This new and exciting acquisition takes our collection on the history of technology to new heights! Enclosed in the two discreet volumes are first editions of the earliest-published scientific treatise on the pioneering exploits of the Montgolfier brothers, whose hot air balloons are generally acknowledged as the first successful free-flying apparatus in history.
The story, as it goes, begins with a moment comparable to the tale of Newton's realization of the principles of gravity after observing an apple fall from a tree. In November 1782, Joseph-Michel Montgolfier claimed to have been sitting out in a courtyard contemplating how to overcome gravity. All at once, he observed sheets billow, form a pocket and rise up into the air while drying on a washing line next to a fire. Thinking that this was due to a special gas in the smoke, rather than the heat, he made a device topped with a taffeta cloth sack to capture the smoke and exploit its lifting qualities. His experiment was a success and excitedly he wrote to his brother, Jacques-Étienne, requesting that he acquire more taffeta for a larger prototype of what he described as "one of the most astonishing sights in the world."
The author, Barthélemy Faujas de Saint-Fond, is not unknown to the collection of the Iron Library. An outstanding and well-connected natural scientist, he published works on geology, mineralogy and volcanology, as well as a famous travelogue of his journey around Scotland (Iron Library Catalog Signature: EM/Rb 569). Impressed upon hearing a report of the unpiloted test of the Montgolfiers' larger prototype – "a cloud enclosed in a sack" – at Annonay in June 1783, he contacted the brothers and became their patron, financier and – as these volumes attest – chronicler.

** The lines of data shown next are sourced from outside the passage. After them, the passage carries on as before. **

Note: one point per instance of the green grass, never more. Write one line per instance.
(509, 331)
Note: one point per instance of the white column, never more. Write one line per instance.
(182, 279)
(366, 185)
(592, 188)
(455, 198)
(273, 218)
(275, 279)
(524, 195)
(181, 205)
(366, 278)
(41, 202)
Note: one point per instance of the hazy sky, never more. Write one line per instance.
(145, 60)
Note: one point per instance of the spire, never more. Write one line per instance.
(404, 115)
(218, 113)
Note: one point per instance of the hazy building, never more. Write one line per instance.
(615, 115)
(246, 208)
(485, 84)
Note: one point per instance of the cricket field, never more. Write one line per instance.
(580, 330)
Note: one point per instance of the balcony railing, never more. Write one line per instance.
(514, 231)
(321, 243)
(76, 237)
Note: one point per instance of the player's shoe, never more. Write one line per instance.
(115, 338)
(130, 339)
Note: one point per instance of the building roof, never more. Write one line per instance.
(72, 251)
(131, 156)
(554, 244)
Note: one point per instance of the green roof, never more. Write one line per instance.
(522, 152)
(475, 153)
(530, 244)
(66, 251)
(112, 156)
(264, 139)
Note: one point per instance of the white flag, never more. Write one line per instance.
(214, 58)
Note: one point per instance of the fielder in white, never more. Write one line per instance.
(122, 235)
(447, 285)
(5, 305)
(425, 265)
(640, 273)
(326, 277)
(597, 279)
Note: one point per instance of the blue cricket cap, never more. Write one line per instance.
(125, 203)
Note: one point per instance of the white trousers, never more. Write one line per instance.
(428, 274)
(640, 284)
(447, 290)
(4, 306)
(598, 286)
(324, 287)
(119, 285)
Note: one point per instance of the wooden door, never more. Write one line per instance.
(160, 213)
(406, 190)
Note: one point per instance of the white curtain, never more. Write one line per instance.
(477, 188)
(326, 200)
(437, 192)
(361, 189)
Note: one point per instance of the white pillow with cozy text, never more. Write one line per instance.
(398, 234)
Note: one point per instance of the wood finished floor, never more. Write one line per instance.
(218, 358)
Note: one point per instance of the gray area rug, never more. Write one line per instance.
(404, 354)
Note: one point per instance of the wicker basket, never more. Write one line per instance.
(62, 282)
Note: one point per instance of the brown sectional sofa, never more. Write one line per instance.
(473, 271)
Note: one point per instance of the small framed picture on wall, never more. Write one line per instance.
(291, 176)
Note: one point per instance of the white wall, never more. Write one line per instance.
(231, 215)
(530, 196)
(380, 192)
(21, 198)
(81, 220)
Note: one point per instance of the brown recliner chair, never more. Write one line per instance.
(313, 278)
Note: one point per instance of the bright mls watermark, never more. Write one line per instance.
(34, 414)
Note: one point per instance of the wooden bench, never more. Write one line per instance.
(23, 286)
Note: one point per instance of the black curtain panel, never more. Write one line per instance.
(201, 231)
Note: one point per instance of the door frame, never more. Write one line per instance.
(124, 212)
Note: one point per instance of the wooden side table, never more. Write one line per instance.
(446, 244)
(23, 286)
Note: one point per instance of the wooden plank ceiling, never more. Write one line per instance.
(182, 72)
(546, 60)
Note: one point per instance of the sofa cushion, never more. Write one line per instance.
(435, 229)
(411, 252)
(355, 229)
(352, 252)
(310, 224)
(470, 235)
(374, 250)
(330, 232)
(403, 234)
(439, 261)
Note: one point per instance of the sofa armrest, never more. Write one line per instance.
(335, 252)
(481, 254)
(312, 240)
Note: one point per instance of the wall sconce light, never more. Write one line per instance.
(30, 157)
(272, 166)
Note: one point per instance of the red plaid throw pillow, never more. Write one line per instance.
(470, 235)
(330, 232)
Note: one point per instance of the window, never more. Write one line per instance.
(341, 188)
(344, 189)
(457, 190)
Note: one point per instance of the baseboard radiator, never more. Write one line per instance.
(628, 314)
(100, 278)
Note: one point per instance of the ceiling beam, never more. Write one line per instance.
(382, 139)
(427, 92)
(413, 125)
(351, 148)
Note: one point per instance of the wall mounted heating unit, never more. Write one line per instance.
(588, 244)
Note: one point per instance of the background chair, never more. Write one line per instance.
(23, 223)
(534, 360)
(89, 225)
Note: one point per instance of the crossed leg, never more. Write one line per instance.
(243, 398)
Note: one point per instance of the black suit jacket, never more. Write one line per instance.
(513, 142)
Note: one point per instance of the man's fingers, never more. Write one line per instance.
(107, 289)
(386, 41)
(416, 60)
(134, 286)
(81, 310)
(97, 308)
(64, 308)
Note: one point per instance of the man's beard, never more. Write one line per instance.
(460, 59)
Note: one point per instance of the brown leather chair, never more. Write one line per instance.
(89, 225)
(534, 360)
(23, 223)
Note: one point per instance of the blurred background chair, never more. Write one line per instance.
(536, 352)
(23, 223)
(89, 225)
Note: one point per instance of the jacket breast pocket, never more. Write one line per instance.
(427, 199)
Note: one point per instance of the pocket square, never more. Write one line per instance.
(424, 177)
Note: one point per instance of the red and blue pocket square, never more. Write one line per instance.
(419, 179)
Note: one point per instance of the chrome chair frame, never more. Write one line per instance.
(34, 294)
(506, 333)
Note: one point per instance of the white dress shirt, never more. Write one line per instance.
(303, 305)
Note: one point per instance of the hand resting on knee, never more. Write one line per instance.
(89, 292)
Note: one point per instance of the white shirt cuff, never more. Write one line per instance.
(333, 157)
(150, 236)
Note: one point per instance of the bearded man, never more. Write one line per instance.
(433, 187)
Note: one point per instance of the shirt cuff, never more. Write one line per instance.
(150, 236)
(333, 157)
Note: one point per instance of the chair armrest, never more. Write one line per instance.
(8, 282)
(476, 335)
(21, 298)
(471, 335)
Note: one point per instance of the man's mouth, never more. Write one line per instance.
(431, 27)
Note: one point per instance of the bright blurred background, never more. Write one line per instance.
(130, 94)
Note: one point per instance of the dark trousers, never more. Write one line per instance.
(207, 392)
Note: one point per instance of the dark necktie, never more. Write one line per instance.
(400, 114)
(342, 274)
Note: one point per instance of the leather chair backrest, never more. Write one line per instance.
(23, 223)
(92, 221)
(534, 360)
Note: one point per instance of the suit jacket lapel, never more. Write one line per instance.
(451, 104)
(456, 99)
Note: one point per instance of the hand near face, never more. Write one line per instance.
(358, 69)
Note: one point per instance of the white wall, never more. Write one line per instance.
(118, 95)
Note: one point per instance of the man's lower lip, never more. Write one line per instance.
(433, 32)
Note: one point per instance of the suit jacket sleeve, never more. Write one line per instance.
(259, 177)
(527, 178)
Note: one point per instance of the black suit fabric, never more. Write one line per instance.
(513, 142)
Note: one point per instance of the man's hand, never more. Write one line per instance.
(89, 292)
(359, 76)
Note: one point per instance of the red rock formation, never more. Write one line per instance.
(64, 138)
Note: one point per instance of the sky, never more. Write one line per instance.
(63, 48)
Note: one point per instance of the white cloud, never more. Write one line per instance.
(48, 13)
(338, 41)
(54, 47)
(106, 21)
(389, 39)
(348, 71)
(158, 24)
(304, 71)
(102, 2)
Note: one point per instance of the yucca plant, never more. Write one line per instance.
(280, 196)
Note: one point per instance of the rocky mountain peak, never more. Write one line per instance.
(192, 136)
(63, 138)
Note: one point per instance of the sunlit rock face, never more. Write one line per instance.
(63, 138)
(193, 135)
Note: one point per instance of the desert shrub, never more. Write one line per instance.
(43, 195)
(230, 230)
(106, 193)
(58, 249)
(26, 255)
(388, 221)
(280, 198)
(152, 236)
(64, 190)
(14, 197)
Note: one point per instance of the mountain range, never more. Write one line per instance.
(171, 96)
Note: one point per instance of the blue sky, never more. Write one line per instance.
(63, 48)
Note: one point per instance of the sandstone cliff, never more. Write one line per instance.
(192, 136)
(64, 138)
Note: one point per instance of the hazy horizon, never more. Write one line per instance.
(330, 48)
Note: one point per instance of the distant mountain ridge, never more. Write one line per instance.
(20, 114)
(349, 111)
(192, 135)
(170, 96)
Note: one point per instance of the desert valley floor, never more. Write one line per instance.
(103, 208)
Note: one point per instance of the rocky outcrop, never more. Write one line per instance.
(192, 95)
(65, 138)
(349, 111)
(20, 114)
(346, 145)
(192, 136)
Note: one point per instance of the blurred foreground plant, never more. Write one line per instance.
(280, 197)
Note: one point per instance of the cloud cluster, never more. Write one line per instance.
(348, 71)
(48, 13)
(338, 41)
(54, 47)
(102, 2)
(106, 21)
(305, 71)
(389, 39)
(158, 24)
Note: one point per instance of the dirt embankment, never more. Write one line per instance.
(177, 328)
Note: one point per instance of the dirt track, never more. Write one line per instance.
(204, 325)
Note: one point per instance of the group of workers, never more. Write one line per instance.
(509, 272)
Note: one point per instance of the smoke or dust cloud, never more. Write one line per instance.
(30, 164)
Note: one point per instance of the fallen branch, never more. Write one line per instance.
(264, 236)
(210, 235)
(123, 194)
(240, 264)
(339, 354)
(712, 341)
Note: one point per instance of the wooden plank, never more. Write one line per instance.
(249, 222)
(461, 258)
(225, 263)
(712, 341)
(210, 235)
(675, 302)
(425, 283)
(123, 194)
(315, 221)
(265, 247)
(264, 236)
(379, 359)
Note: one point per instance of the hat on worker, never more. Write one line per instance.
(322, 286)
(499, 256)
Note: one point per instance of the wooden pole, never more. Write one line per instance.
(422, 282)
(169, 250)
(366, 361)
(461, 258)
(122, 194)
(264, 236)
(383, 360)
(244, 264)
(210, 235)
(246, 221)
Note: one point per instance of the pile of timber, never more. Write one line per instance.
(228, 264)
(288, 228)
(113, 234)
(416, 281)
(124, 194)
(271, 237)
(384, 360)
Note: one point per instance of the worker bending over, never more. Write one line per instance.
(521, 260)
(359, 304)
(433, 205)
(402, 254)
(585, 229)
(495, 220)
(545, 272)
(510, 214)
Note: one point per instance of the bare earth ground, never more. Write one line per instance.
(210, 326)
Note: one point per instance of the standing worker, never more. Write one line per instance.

With his connections, and on a wave of public interest spreading through the Kingdom of France, the first piloted free flying balloon demonstration was organized to be held at Versailles before King Louis XVI and Queen Marie Antoinette in September 1783. The 'pilots' were not the Montgolfier brothers, however, nor were they the condemned convicts that the king had suggested, but three animals: a sheep, a rooster and a duck! This may seem a rather eccentric decision, however for the period it was considered a highly appropriate and scientific approach. At the time, nobody knew how a human body might respond to the upper atmosphere. The sheep was chosen as it was thought to approximate a human in physical qualities. The duck was selected as a common robust bird capable of flight and the rooster as a bird incapable of flight but a bird nonetheless – as a sort of control!
The flight lasted 8 minutes, flew three kilometers and ascended to an estimated 460 meters. The survival of the three animals prepared the way for the first human-piloted free flight. At a demonstration at the Bois de Boulogne on 21st November 1783, almost a year to the day after Joseph-Michel's realization, courtiers Jean-François Pilâtre de Rozier and François Laurent le Vieux d'Arlandes became the first people to fly in recorded history.
Faujas de Saint-Fond's two volumes are rich in detail. They combine technical reviews of the balloons, descriptions and analyses of the early flights, reports of different observer perspectives and details of other theories for lighter than air flight. The engravings, meanwhile, are amongst the most recognizable and iconic in the history of enlightenment technology. Together, they bring an added historical depth to the Iron Library's holdings on the history of flight technology, a large part of which has been acquired to date through closely following the work of GF Casting Solutions and GF Machining solutions, for whom aircraft components are an area of competence.